FCLappyBird: Adaptive Agent Behavior Control Based on Feedforward Close-Loop Learning

Game Benchmark Enviroment Interface

(For futher details, please check the codes, which are well commented)

Prerequisites

Python Coding enviroment with the libraries: pygame and feedforward-closedloop-learning and Pytorch (see below)

pip install pygame

pip install feedforward-closedloop-learning

How to run:

1. Run the game benchmark enviroment

python main.py

2. Game control

Ctrtl + P: pause the game

Ctrl + 1: sets the frame rate of the game to the default value.

Ctrl + 2: sets the frame rate of the game to half of the default value.

Ctrl + 3: sets the frame rate of the game to 10 times of the default value.

Ctrl + 4: creates a human player controlled bird (if you really want to complete with the agent bird).

Space: makes the bird jump for human player controlled bird.

AI Agents which can be used to play the game

(For futher details, please check the codes, which are well commented) THe enviroment can be used to test different AI agents. The following agents are available:

1. FCLNet driven by position errors

FCLNet driven by position errors The error signal is defined as the error between the bird's height and the height of the front pipe's gap center and the environment informations used to train the FCLNet are the errors signals of nearest 4 front pipes.
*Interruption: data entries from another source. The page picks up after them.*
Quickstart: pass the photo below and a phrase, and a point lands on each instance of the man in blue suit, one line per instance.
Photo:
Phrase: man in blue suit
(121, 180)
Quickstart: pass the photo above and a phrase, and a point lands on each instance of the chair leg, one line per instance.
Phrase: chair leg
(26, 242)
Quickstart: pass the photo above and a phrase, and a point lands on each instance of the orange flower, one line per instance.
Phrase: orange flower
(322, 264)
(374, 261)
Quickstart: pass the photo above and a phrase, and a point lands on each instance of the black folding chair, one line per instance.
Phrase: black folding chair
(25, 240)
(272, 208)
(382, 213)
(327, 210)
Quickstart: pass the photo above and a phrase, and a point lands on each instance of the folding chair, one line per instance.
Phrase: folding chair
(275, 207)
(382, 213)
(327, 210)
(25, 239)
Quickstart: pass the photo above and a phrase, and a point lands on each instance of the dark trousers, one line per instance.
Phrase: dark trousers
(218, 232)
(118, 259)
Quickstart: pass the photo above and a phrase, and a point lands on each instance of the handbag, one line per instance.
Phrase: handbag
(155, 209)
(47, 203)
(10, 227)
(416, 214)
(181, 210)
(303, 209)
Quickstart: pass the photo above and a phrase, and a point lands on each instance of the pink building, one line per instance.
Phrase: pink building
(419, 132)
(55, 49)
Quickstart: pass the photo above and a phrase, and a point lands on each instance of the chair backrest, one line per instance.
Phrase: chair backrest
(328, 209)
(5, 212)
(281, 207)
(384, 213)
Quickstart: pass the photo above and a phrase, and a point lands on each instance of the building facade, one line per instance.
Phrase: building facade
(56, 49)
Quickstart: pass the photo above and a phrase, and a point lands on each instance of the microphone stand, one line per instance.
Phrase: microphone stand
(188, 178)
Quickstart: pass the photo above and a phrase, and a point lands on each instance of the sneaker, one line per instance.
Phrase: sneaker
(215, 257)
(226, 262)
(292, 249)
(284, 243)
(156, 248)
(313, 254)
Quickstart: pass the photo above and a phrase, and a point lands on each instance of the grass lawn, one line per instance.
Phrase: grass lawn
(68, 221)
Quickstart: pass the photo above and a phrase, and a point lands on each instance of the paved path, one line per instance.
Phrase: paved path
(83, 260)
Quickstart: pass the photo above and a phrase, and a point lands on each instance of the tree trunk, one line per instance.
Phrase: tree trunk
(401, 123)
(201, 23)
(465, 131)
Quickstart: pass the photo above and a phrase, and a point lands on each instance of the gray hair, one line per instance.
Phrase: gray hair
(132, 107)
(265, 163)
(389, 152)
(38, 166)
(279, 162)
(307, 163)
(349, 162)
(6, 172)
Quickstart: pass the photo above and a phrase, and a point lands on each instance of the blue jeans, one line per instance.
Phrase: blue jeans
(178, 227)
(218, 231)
if you want to use this agent, please uncomment

# from fcl import * 

in the game.py file and comment

from fcl2 import * 

and also ,change the following code in the game.py file

    def _agent_action(self):
        # in all birds, if a bird is not controlled by the human player,
        # then try to make the bird jump. This part is the operation part of the AI bird.
        for bird in self.birds:
            if bird is not self._human_bird:
                self.fcl2_flap(bird)# fcl_flap, fcl2_flap, fclappy_vision_flap

to

    def _agent_action(self):
        # in all birds, if a bird is not controlled by the human player,
        # then try to make the bird jump. This part is the operation part of the AI bird.
        for bird in self.birds:
            if bird is not self._human_bird:
                self.fcl_flap(bird)# fcl_flap, fcl2_flap, fclappy_vision_flap

and the learing rate should also be changed, which can be found in the config.py file

2. FCLNet Driven by abstract error

FCLNet Driven by abstract error The error signal is defined as to maximize the score which bird can get. The enviroment informations used to train the FCLNet are the errors of nearest front 4 pipes.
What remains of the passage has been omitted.